Prendre l’opinion nationale à témoin et surtout interpeller l’exécutif, le législatif sur la nécessité que des actions soient menées pour le « retrait des espaces publics bradés » au sein de la cité de Bassinko était l’objectif visé à travers cette conférence de presse.
« Nous constatons que nombre d’espaces publics dans notre cité ont été bradés à des individus, à des promoteurs immobiliers. Quand vous consultez le plan d’aménagement de la cité de Bassinko, tout a été planifié afin de permettre aux résidents de vivre en harmonie dans un cadre agréable dans la plus grande cité du Burkina Faso. Mais à notre grande surprise, il s’avère que certains espaces publics et non des moindres ont été tout simplement vendus à des individus ou détournés au profit de promoteurs immobiliers », a indiqué le président du Cadre de concertations des associations de la cité de Bassinko, Kalifou Diallo.

Certains espaces publics de la cité qui étaient destinés à des infrastructures publiques (écoles, centre de santé, aires de jeux, etc.) auraient ainsi été détournés et vendus à des particuliers. A titre d’exemple, brandissent ces habitants, le ministère en charge de l’éducation, grâce au financement de l’ONG Quatar Charity a autorisé de la construction de neuf salles de classe dans deux sites identifiés de la cité. Mais dès l’entame des travaux, des individus seraient venus se présenter sur chacun des sites avec des documents arguant qu’ils étaient les propriétaires des lieux, ce qui a conduit à l’arrêt des travaux.

Les habitants disent avoir également constaté sur deux autres sites la présence de bornes personnalisées et de forages négatifs et de marquage des bornes par la peinture. Ce qui voudrait dire, expliquent-ils, que ces sites ont été vendus comme tous les autres sites destinés à la réalisation d’infrastructures sociales.

La plus grande cité du Burkina Faso avec une population comparable à la ville de Koudougou (soit 90 milles habitants) ne dispose que d’une seule école primaire publique et de deux établissements post primaires et secondaires publiques.

« Aujourd’hui, les résidents sont amers et se posent de multiples questions. Où allons-nous scolariser nos enfants ? Devrions-nous continuer à parcourir des kilomètres pour les scolariser avec toutes les difficultés et risques que cela comporte ? Pourquoi on vend nos espaces publics à des individus et à quelle fin ? A-t-on conscience que cela va porter préjudice aux résidents ? Où trouverons-nous de l’espace pour la construction d’infrastructures socio-éducatives et sportives au profit des résidents et de nos enfants ? », s’interroge le président du cadre.

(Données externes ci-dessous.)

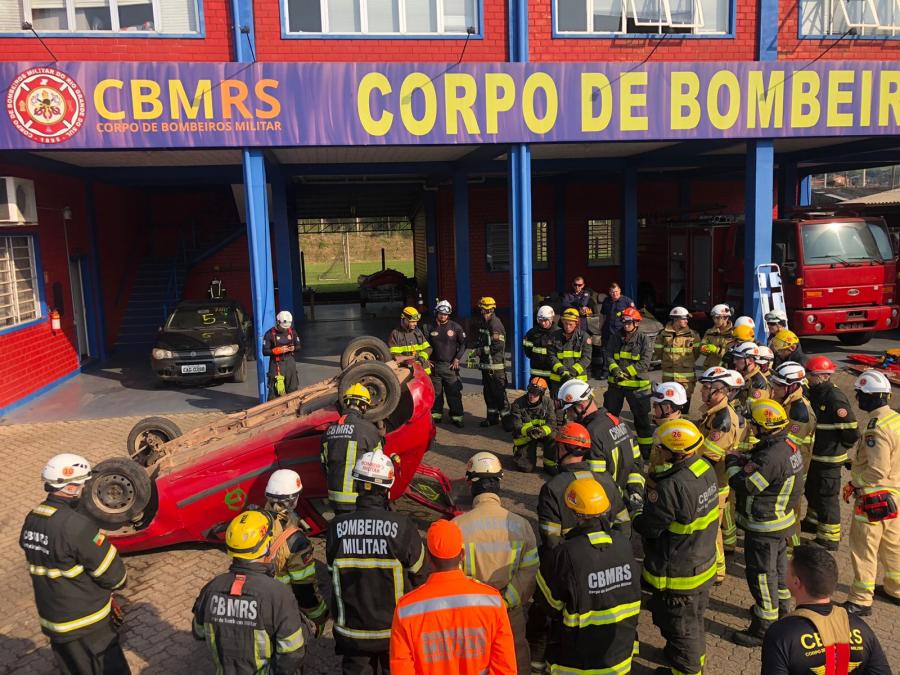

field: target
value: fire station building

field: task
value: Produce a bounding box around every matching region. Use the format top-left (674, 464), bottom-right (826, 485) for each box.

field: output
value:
top-left (0, 0), bottom-right (900, 413)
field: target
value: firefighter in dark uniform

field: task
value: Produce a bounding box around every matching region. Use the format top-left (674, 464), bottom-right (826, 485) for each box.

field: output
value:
top-left (550, 308), bottom-right (593, 390)
top-left (510, 377), bottom-right (556, 472)
top-left (388, 307), bottom-right (431, 375)
top-left (263, 311), bottom-right (300, 401)
top-left (603, 307), bottom-right (654, 459)
top-left (424, 300), bottom-right (466, 427)
top-left (526, 422), bottom-right (631, 670)
top-left (535, 478), bottom-right (641, 673)
top-left (557, 380), bottom-right (644, 503)
top-left (474, 297), bottom-right (512, 431)
top-left (265, 469), bottom-right (328, 637)
top-left (725, 398), bottom-right (803, 647)
top-left (19, 453), bottom-right (131, 675)
top-left (325, 451), bottom-right (427, 675)
top-left (522, 305), bottom-right (559, 399)
top-left (322, 384), bottom-right (383, 513)
top-left (193, 511), bottom-right (312, 675)
top-left (634, 419), bottom-right (719, 673)
top-left (760, 544), bottom-right (891, 675)
top-left (803, 356), bottom-right (859, 551)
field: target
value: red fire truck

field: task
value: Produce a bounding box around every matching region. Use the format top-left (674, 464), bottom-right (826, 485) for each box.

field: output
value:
top-left (638, 211), bottom-right (900, 345)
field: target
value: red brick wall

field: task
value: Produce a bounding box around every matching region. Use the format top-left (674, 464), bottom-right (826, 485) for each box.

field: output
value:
top-left (778, 2), bottom-right (900, 61)
top-left (528, 0), bottom-right (756, 61)
top-left (0, 0), bottom-right (232, 61)
top-left (253, 0), bottom-right (507, 63)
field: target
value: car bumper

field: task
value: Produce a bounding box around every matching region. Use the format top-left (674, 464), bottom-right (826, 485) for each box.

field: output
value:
top-left (791, 305), bottom-right (900, 336)
top-left (150, 352), bottom-right (244, 382)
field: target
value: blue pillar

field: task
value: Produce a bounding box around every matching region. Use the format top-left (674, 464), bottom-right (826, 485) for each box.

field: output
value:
top-left (744, 139), bottom-right (775, 340)
top-left (269, 167), bottom-right (303, 320)
top-left (424, 190), bottom-right (438, 307)
top-left (622, 167), bottom-right (638, 300)
top-left (552, 178), bottom-right (568, 291)
top-left (453, 171), bottom-right (472, 320)
top-left (243, 148), bottom-right (275, 402)
top-left (508, 144), bottom-right (534, 389)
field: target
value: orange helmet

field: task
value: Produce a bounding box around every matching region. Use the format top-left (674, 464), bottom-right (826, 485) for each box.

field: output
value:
top-left (556, 422), bottom-right (591, 449)
top-left (619, 307), bottom-right (644, 323)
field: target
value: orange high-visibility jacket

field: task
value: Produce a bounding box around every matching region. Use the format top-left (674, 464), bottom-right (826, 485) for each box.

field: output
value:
top-left (391, 570), bottom-right (517, 675)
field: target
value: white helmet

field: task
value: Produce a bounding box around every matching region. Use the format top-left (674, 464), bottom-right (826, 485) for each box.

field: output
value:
top-left (709, 305), bottom-right (731, 318)
top-left (556, 380), bottom-right (594, 410)
top-left (41, 452), bottom-right (91, 489)
top-left (466, 452), bottom-right (503, 483)
top-left (266, 469), bottom-right (303, 502)
top-left (853, 370), bottom-right (891, 394)
top-left (275, 309), bottom-right (294, 328)
top-left (434, 300), bottom-right (453, 314)
top-left (537, 305), bottom-right (556, 321)
top-left (353, 450), bottom-right (394, 488)
top-left (754, 345), bottom-right (775, 365)
top-left (769, 361), bottom-right (806, 387)
top-left (731, 342), bottom-right (759, 361)
top-left (653, 382), bottom-right (687, 406)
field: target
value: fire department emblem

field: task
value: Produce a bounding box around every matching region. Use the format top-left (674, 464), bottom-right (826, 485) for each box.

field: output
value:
top-left (6, 67), bottom-right (85, 145)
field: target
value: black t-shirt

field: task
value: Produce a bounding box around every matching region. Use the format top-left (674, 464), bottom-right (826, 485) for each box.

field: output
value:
top-left (760, 604), bottom-right (891, 675)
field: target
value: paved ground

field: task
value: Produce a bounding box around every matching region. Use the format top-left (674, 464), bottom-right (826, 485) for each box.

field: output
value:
top-left (0, 374), bottom-right (900, 675)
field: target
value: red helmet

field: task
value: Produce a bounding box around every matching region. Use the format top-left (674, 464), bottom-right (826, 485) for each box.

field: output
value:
top-left (556, 422), bottom-right (591, 448)
top-left (619, 307), bottom-right (644, 323)
top-left (806, 356), bottom-right (837, 375)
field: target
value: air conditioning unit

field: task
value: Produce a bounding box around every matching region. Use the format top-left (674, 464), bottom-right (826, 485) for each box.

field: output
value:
top-left (0, 176), bottom-right (37, 227)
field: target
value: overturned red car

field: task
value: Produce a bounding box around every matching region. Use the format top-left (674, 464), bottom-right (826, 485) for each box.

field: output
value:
top-left (82, 337), bottom-right (456, 552)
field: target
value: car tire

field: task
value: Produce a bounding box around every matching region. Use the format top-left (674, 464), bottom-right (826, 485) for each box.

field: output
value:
top-left (231, 355), bottom-right (247, 383)
top-left (82, 457), bottom-right (152, 526)
top-left (838, 330), bottom-right (873, 347)
top-left (341, 335), bottom-right (393, 370)
top-left (338, 361), bottom-right (400, 422)
top-left (126, 417), bottom-right (181, 466)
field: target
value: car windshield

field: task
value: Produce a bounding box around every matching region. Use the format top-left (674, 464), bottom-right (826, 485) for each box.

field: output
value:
top-left (801, 221), bottom-right (894, 265)
top-left (166, 306), bottom-right (238, 330)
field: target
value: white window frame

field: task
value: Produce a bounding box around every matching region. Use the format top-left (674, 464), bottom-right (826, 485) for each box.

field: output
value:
top-left (296, 0), bottom-right (480, 37)
top-left (22, 0), bottom-right (166, 35)
top-left (0, 234), bottom-right (43, 333)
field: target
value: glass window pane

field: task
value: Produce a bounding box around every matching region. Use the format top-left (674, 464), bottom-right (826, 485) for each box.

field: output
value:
top-left (288, 0), bottom-right (322, 33)
top-left (593, 0), bottom-right (622, 33)
top-left (367, 0), bottom-right (400, 33)
top-left (406, 0), bottom-right (437, 33)
top-left (328, 0), bottom-right (361, 33)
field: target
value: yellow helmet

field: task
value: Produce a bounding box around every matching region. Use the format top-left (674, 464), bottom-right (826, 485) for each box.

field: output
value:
top-left (566, 478), bottom-right (609, 516)
top-left (344, 382), bottom-right (372, 405)
top-left (731, 326), bottom-right (756, 342)
top-left (478, 295), bottom-right (497, 311)
top-left (225, 511), bottom-right (272, 560)
top-left (400, 307), bottom-right (422, 321)
top-left (750, 398), bottom-right (789, 431)
top-left (653, 419), bottom-right (703, 455)
top-left (772, 328), bottom-right (800, 351)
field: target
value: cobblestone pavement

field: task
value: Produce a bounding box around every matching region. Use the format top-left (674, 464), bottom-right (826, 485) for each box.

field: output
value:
top-left (0, 376), bottom-right (900, 675)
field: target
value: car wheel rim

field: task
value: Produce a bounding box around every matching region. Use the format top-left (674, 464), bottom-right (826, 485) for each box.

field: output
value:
top-left (91, 473), bottom-right (134, 513)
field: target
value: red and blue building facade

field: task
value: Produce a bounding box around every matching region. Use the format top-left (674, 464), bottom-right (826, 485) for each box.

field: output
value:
top-left (0, 0), bottom-right (900, 413)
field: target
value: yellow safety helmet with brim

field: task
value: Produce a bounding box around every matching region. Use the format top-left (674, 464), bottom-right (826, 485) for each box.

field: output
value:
top-left (225, 511), bottom-right (273, 560)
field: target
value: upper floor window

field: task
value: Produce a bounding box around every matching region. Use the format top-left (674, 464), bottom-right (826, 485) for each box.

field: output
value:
top-left (554, 0), bottom-right (733, 36)
top-left (800, 0), bottom-right (900, 37)
top-left (8, 0), bottom-right (200, 35)
top-left (284, 0), bottom-right (478, 35)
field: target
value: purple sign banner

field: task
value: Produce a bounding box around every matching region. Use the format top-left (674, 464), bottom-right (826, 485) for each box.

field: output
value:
top-left (0, 61), bottom-right (900, 150)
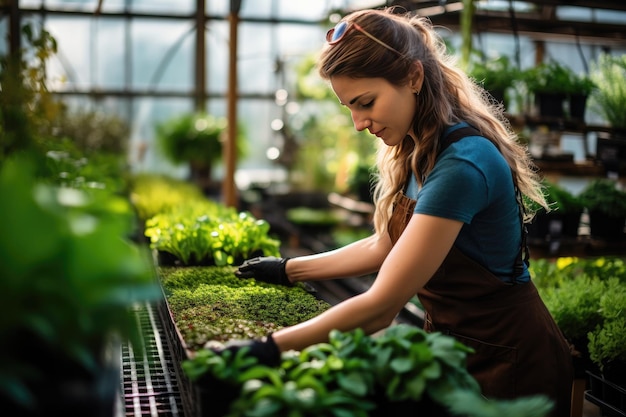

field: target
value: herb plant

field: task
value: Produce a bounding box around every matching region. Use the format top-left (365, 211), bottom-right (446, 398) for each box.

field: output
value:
top-left (579, 178), bottom-right (626, 217)
top-left (590, 54), bottom-right (626, 129)
top-left (588, 278), bottom-right (626, 371)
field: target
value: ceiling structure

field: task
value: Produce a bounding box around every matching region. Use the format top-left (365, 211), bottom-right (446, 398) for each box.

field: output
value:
top-left (386, 0), bottom-right (626, 47)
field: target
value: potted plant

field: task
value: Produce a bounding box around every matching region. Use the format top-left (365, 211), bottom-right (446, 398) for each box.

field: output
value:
top-left (579, 178), bottom-right (626, 241)
top-left (589, 54), bottom-right (626, 132)
top-left (589, 54), bottom-right (626, 173)
top-left (587, 278), bottom-right (626, 415)
top-left (568, 73), bottom-right (596, 123)
top-left (469, 55), bottom-right (521, 107)
top-left (522, 61), bottom-right (593, 118)
top-left (589, 278), bottom-right (626, 388)
top-left (156, 112), bottom-right (245, 192)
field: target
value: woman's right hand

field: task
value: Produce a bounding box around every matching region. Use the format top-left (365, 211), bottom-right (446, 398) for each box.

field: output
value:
top-left (235, 256), bottom-right (292, 286)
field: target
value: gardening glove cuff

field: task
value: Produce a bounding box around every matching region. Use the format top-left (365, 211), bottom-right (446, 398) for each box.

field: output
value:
top-left (235, 256), bottom-right (292, 286)
top-left (218, 333), bottom-right (281, 367)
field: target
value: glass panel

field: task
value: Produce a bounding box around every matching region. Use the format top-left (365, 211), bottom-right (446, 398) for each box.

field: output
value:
top-left (131, 19), bottom-right (195, 90)
top-left (93, 19), bottom-right (130, 89)
top-left (129, 98), bottom-right (193, 178)
top-left (237, 23), bottom-right (278, 93)
top-left (46, 16), bottom-right (94, 91)
top-left (206, 21), bottom-right (228, 94)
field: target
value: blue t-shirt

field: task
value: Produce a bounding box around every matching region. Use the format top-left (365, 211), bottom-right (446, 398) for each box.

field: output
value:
top-left (406, 123), bottom-right (530, 282)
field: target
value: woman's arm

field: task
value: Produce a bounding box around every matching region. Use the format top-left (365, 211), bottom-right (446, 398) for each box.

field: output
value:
top-left (273, 214), bottom-right (463, 351)
top-left (285, 235), bottom-right (391, 282)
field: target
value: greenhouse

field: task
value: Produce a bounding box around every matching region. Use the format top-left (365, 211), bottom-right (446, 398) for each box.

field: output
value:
top-left (0, 0), bottom-right (626, 417)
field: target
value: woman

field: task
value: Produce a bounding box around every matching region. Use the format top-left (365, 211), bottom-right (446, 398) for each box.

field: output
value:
top-left (228, 9), bottom-right (572, 416)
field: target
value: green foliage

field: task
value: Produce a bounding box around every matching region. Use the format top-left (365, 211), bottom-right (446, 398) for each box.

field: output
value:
top-left (521, 61), bottom-right (595, 95)
top-left (159, 267), bottom-right (329, 351)
top-left (0, 24), bottom-right (63, 161)
top-left (588, 278), bottom-right (626, 370)
top-left (54, 110), bottom-right (130, 157)
top-left (145, 200), bottom-right (280, 266)
top-left (531, 257), bottom-right (626, 369)
top-left (131, 174), bottom-right (280, 266)
top-left (156, 113), bottom-right (245, 167)
top-left (285, 55), bottom-right (378, 192)
top-left (579, 178), bottom-right (626, 217)
top-left (130, 173), bottom-right (210, 222)
top-left (469, 55), bottom-right (520, 92)
top-left (183, 325), bottom-right (552, 417)
top-left (590, 54), bottom-right (626, 129)
top-left (0, 154), bottom-right (159, 404)
top-left (542, 275), bottom-right (606, 341)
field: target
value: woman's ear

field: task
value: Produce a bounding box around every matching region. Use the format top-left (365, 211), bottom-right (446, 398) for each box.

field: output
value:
top-left (409, 61), bottom-right (424, 94)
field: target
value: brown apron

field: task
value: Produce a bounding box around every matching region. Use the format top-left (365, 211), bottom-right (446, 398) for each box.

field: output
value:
top-left (388, 188), bottom-right (574, 417)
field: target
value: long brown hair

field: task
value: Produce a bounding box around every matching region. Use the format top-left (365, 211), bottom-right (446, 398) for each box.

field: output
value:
top-left (319, 8), bottom-right (548, 234)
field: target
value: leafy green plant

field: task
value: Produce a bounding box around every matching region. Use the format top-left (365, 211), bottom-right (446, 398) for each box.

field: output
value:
top-left (184, 325), bottom-right (552, 417)
top-left (579, 178), bottom-right (626, 217)
top-left (590, 54), bottom-right (626, 129)
top-left (469, 55), bottom-right (521, 99)
top-left (0, 158), bottom-right (159, 406)
top-left (588, 278), bottom-right (626, 371)
top-left (542, 275), bottom-right (606, 342)
top-left (145, 200), bottom-right (280, 266)
top-left (129, 173), bottom-right (205, 222)
top-left (156, 113), bottom-right (226, 165)
top-left (521, 61), bottom-right (595, 94)
top-left (0, 24), bottom-right (63, 161)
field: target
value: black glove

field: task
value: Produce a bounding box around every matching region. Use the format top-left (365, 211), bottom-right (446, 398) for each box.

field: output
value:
top-left (235, 256), bottom-right (292, 286)
top-left (217, 333), bottom-right (281, 367)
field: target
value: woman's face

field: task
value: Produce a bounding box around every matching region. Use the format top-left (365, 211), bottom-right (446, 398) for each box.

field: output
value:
top-left (330, 75), bottom-right (416, 146)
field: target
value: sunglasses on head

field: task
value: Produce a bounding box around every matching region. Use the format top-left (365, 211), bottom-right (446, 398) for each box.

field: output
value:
top-left (326, 21), bottom-right (403, 56)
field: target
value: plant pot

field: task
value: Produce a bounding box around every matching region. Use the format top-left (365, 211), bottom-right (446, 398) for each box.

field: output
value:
top-left (589, 211), bottom-right (626, 242)
top-left (596, 132), bottom-right (626, 173)
top-left (535, 93), bottom-right (565, 118)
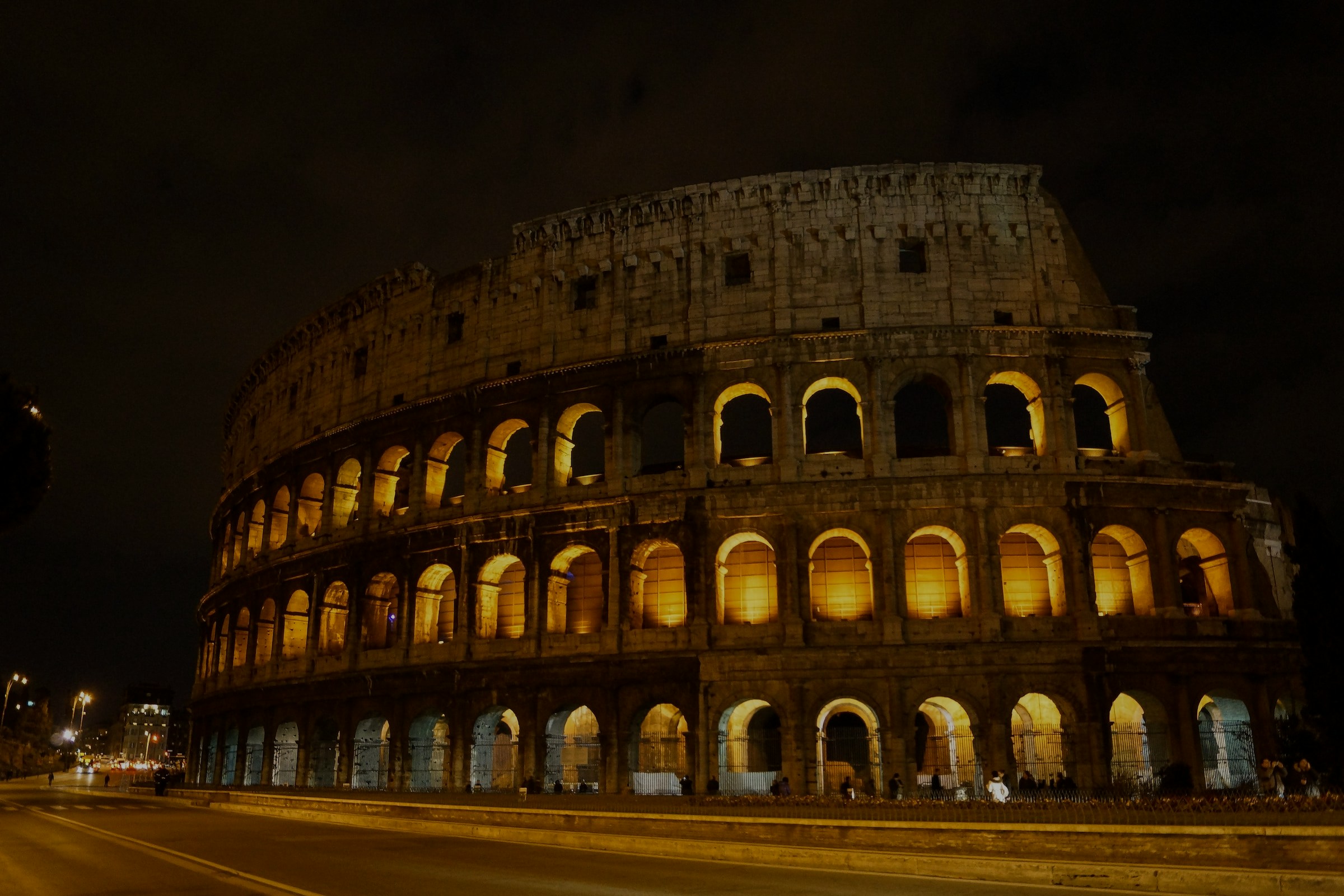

Le 4 juin 2018, l’ancienne ministre en charge de l’économie, Hadizatou Rosine Coulibaly/Sori annonçait la signature d’un accord de prêt de 70,853 milliards de francs CFA dont les 35% seraient une subvention de la famille royale des Emirats arabes unis, avec un consortium de banques pour la construction du CHU de 500 lits de Bassinko dont la réception était prévue pour fin décembre 2019. Plus tard au conseil des ministres du mercredi 28 décembre 2021, l’ex ministre en charge de l’économie, Lassané Kaboré, annonçait la ratification d’un crédit de 77 960 796 438 FCFA entre le Burkina Faso et la Deutsche Bank pour le financement du projet de construction et d’équipement du CHU de Bassinko. Jusqu’à la date d’aujourd’hui, le démarrage des travaux de construction n’a pas vu le jour. La raison fondamentale, selon les habitants de Bassinko, est que l’espace prévu pour abriter les infrastructures a été partiellement occupé par les logements d’un promoteur immobilier, empêchant l’Etat d’atteindre ses objectifs en matière de santé.

Les habitants sont également confrontés au problème de la délivrance des permis urbain d’habitation (PUH) aux attributaires des logements de la cité, du fait que des actes fondamentaux dans le processus de lotissement n’existent même pas.
Les habitants de Bassinko, devant ces nombreuses « injustices » auxquelles ils font face, invitent le gouvernement à prendre les dispositions idoines pour sécuriser les investissements des résidents de la cité.